Intermediate

Comparison Sorts: QuickSort, MergeSort, HeapSort

These three algorithms form the foundation of sorting in computer science. Every ML engineer must be able to implement them from scratch, explain their trade-offs, and know when to use each one. This lesson provides complete Python implementations with line-by-line analysis.

1. QuickSort

QuickSort is the fastest comparison sort in practice for random data. It works by selecting a pivot element, partitioning the array so that elements smaller than the pivot go left and larger ones go right, then recursing on both halves.

PropertyValue
Average TimeO(n log n)
Worst TimeO(n²) — when pivot is always min or max
SpaceO(log n) for recursion stack
Stable?No — swaps can change relative order of equal elements
In-place?Yes
import random

def quicksort(arr: list, low: int = 0, high: int = None) -> None:
    """In-place QuickSort with randomized pivot.

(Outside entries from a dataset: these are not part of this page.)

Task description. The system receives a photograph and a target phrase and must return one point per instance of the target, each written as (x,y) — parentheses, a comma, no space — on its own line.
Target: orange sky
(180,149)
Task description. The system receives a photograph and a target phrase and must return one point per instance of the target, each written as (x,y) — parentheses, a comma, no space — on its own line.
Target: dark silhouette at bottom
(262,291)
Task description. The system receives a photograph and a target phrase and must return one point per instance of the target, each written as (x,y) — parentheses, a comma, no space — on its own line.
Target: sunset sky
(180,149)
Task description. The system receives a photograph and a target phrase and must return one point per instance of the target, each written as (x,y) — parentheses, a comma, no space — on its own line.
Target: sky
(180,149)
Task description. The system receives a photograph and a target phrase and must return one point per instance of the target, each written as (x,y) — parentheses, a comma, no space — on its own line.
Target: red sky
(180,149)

    Time:  O(n log n) average, O(n^2) worst case
    Space: O(log n) recursion stack
    """
    if high is None:
        high = len(arr) - 1

    if low < high:
        pivot_idx = partition(arr, low, high)
        quicksort(arr, low, pivot_idx - 1)
        quicksort(arr, pivot_idx + 1, high)

def partition(arr: list, low: int, high: int) -> int:
    """Lomuto partition with randomized pivot selection.

    Randomization prevents O(n^2) on sorted/reverse-sorted input.
    """
    # Randomize pivot to avoid worst-case on sorted data
    rand_idx = random.randint(low, high)
    arr[rand_idx], arr[high] = arr[high], arr[rand_idx]

    pivot = arr[high]
    i = low - 1  # i tracks the boundary of elements <= pivot

    for j in range(low, high):
        if arr[j] <= pivot:
            i += 1
            arr[i], arr[j] = arr[j], arr[i]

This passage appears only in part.